Sketsa News
Home Berita, Berita Terkini, Ekonomi & Bisnis, Headlines, News Soal Pengelolaan Utang, Komisi XI DPR Ramai-Ramai Kritisi Menkeu

Soal Pengelolaan Utang, Komisi XI DPR Ramai-Ramai Kritisi Menkeu

Mukhamad Misbakhun. ©dpr.go.id

Sketsanews.com, Jakarta – Pemerintah yang diwakili oleh Menteri Keuangan Sri Mulyani Indrawati memenuhi panggilan anggota Dewan Perwakilan Rakyat (DPR) Komisi XI untuk membahas pengelolaan utang negara pada Senin (4/9) di kompleks Senayan Jakarta.

Sri Mulyani memang telah menjelaskan bahwa utang negara akan dikelola secara hati-hati dan digunakan untuk hal produktif sebagaimana yang ia contohkan saat memaparkan strategi pengelolaan utang negara adalah untuk dialokasikan dalam pembangunan Sumber Daya Manusia (SDM) dan infrastruktur sehingga akan memberikan nilai tambah ke perekonomian.

Dia juga memaparkan bahwa utang Indonesia masih sangat prudent dikarenakan rasio utangnya masih di kisaran 27,7% dari Produk Domestik Bruto (PDB), di bawah ketentuan Undang-undang keuangan yang membatasi rasio utang pada tingkat 60% dari PDB.

Namun dalam rapat, Anggota DPR Komisi XI malah beramai-ramai menanyakan dan mengkritisi Menteri Keuangan soal bagaimana cara pemerintah dalam membayar utang yang sedemikian sudah membengkak.

Menurut data Kemenkeu, posisi utang pemerintah pusat hingga akhir Juli 2017 mencapai Rp 3.779,98 triliun, naik Rp 73,47 triliun dibandingkan posisi akhir bulan sebelumnya yang sebesar Rp 3.706,52 triliun.

Ketua Komisi XI Melchias Marcus Mekeng yang mengawali mengkritisi kenapa Menkeu tidak menjelaskan skema pembayaran utang beserta bunganya.

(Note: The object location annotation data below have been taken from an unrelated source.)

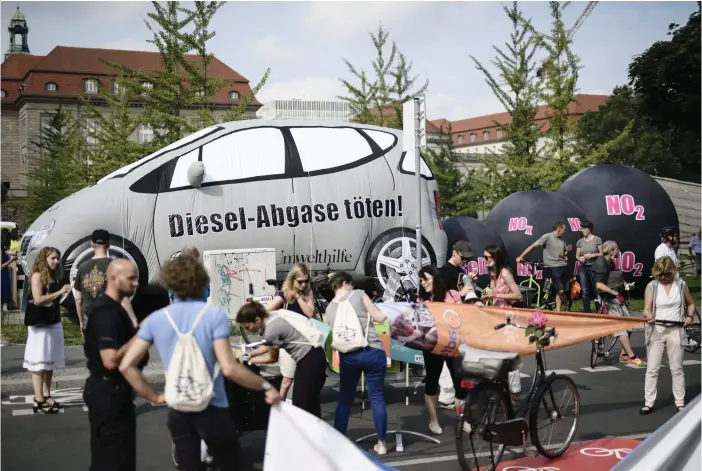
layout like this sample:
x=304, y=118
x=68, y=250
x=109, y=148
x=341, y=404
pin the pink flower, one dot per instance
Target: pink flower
x=539, y=319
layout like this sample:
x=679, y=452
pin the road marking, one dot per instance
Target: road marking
x=601, y=368
x=561, y=372
x=31, y=412
x=452, y=457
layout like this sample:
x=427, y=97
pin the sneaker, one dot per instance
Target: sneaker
x=381, y=449
x=435, y=429
x=638, y=362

“Sumber pengembalian utang ini dari mana ya? Oleh APBN kan basically dari pajak ya. Ini sensitifity-nya gimana meski punya utang kecil tapi penerimaan terganggu. Ya supaya masyarkaat nyaman, ya utang kita kecil tapi kita punya kemampuan?” tanya politisi partai Golkar ini dalam rapat tersebut, bersama pemerintah tentang pengelolaan Utang.

Anggota Komisi XI dari Fraski PDIP, Hendrawan Supratikno juga turut menambahkan dan mempertanyakan, bagaimana strategi pemerintah mengelola utang agar lebih produktif karena masih adanya alokasi utang yang belum dimanfaatkan oleh pemerintah pusat maupun daerah.

“Bila dibiarkan, dikhawatirkan akan menimbulkan kerugian bagi negara. Karena, pemerintah harus dibebani dengan bunga utang, namun utangnya tak dimanfaatkan dengan baik sehingga kurang berdampak bagi pembangunan dalam negeri. Banyak utang standby tapi belum digunakan. Jadi sayang ada missmatch di waktu pemanfaatannya? jika dibenahi akan lebih baik. Bagaimana caranya?” cecar Hendrawan.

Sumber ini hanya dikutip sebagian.